Hurricane Sandy and its aftermath will hurt New York’s restaurants, but it has boosted car rental demand and will probably leave tour businesses relatively unscathed, members of the local hospitality industry reported last week.
As for its impact on hotel demand in the period leading up to the holiday season, however, the jury still appears to be out.
Few higher-end leisure travelers and business travelers looking for side excursions are changing their plans as a result of the storm, said Kitt Garrett, founder and CEO of the destination-management firm Discover New York and Beyond.
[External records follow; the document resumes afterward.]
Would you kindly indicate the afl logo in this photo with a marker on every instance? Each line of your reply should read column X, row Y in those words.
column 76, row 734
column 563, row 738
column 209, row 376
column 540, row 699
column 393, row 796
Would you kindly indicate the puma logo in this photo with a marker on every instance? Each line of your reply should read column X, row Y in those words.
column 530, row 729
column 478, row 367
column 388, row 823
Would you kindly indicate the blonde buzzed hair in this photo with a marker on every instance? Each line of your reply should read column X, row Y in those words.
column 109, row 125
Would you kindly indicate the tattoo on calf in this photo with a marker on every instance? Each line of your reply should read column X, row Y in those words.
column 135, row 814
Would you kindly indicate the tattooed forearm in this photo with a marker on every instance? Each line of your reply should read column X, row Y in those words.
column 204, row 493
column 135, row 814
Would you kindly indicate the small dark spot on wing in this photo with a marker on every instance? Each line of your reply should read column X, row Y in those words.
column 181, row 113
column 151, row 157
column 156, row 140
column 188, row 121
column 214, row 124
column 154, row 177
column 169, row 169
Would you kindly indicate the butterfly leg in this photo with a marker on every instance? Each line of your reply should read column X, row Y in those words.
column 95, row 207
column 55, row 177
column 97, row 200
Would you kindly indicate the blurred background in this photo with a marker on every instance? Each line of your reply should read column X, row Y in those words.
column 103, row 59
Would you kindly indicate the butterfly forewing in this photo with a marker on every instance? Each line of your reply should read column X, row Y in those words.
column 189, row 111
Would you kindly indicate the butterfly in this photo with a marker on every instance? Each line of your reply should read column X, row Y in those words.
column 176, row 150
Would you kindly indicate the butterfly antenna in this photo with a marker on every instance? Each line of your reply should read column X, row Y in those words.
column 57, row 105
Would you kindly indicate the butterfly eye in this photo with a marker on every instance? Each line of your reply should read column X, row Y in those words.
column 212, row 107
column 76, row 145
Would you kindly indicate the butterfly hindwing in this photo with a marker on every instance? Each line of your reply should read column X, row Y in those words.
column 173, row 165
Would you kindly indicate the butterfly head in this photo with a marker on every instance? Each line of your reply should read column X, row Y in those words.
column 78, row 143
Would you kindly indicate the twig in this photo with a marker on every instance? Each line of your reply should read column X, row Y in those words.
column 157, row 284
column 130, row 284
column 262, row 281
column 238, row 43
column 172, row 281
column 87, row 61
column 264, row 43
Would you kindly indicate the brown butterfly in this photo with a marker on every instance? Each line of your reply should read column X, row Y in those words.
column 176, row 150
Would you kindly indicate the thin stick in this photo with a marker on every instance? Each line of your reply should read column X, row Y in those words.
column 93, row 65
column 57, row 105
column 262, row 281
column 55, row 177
She added that her clients almost exclusively visit Manhattan and are far less likely to inquire about outlying boroughs or suburban areas, which were hit harder by the storm.
“The calls are still coming in,” Garrett said. “Obviously, there are still challenges from New Jersey and Long Island, but Manhattan is fine.”
Still, the storm caused more than a few headaches for a metropolitan area where officials had been hoping to beat last year’s record tourism numbers until swaths of lower Manhattan were shut down by flooding, power outages and no heat.
In 2011, New York attracted 50.9 million visitors. Earlier this year, NYC & Company, the city’s tourism board, set a goal to boost that annual number to 55 million by 2015.
But that effort might be set back by the nearly 20,000 Sandy-related flight cancellations at New York’s three major airports, which saw another 1,100 flights canceled last week as a nor’easter bore down on the area.
For the owners of New York’s approximately 25,000 food-and-beverage establishments, demand was far less of an issue than supplies of food and the absence of workers hamstrung by local transportation issues.
Restaurants that lost power were forced to toss inventory, according to Andrew Moesel, spokesman for the New York State Restaurant Association.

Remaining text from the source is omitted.